There were 898 households, out of which 30.8% had children under the age of 18 living with them, 45.4% were married couples living together, 12.0% had a female householder with no husband present, and 38.0% were non-families. 30.4% of all households were made up of individuals, and 11.0% had someone living alone who was 65 years of age or older. The average household size was 2.36 and the average family size was 2.93.

In the town, the population was spread out, with 26.0% under the age of 18, 8.1% from 18 to 24, 31.0% from 25 to 44, 23.1% from 45 to 64, and 11.7% who were 65 years of age or older. The median age was 36 years. For every 100 females, there were 96.1 males. For every 100 females age 18 and over, there were 95.1 males.
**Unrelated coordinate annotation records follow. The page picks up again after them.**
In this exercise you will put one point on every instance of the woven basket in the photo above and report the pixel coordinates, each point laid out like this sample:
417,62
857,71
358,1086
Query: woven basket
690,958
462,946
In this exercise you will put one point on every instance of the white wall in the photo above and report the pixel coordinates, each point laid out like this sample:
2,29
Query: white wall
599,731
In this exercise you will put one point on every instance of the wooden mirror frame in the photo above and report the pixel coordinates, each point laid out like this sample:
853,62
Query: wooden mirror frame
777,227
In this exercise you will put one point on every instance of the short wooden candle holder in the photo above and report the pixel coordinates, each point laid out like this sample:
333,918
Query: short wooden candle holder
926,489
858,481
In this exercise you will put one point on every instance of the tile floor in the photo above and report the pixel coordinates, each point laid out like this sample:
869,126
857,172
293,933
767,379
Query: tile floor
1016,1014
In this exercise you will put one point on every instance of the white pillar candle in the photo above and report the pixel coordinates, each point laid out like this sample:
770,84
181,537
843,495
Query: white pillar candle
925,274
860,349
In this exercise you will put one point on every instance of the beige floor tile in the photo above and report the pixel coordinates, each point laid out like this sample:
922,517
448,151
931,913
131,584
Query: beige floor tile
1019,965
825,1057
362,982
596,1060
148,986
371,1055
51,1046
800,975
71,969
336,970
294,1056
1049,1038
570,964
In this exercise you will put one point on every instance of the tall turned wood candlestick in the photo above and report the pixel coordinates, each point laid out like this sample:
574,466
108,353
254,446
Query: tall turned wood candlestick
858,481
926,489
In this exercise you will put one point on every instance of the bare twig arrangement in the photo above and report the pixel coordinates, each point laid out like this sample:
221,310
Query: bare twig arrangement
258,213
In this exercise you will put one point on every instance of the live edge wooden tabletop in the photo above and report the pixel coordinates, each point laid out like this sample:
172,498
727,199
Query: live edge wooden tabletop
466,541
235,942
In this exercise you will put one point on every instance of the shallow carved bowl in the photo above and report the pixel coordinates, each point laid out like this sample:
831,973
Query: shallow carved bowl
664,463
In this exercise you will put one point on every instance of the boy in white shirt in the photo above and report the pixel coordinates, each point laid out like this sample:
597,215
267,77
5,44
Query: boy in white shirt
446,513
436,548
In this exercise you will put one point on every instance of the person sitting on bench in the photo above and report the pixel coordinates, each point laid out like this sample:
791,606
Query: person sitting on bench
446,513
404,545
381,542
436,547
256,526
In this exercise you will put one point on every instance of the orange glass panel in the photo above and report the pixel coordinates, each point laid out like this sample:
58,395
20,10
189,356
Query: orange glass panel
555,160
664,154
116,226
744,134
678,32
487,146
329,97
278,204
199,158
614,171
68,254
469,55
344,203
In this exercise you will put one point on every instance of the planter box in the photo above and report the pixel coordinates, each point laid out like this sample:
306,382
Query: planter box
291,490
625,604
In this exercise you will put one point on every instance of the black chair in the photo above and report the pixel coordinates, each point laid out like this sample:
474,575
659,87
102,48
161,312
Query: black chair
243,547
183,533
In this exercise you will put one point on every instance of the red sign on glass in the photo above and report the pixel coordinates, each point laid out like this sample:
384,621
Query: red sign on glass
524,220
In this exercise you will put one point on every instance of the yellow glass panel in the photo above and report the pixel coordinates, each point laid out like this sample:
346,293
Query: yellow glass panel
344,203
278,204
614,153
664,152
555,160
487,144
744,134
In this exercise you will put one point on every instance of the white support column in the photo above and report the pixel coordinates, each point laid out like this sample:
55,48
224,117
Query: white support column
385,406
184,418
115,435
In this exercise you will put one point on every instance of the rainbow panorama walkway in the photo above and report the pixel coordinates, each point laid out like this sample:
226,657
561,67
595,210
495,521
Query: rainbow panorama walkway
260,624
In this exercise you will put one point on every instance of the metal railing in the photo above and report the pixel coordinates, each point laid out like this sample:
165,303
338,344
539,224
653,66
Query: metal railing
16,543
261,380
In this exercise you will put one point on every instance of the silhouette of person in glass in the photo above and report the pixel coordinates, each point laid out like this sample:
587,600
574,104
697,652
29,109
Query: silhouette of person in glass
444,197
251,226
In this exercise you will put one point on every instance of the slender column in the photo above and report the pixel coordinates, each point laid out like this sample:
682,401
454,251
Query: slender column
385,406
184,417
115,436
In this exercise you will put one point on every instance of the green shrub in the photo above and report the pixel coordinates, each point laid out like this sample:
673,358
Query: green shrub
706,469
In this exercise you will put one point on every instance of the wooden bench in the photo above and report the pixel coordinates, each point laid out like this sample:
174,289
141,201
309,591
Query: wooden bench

The median income for a household in the town was $36,761, and the median income for a family was $44,524. Males had a median income of $33,906 versus $21,525 for females. The per capita income for the town was $18,306. About 3.3% of families and 6.3% of the population were below the poverty line, including 6.0% of those under age 18 and 4.2% of those age 65 or over.

==Education==
The school district is New Durham Township Metropolitan School District.

The town has a lending library, the Westville-New Durham Township Public Library. Westville residents may also request a free library card from any La Porte County Public Library branch. Purdue University Northwest's other campus, formerly Purdue North Central, is in Westville.

==Notable people==
- William A. Shunk, US Army colonel whose commands included Commandant of the United States Army Command and General Staff College.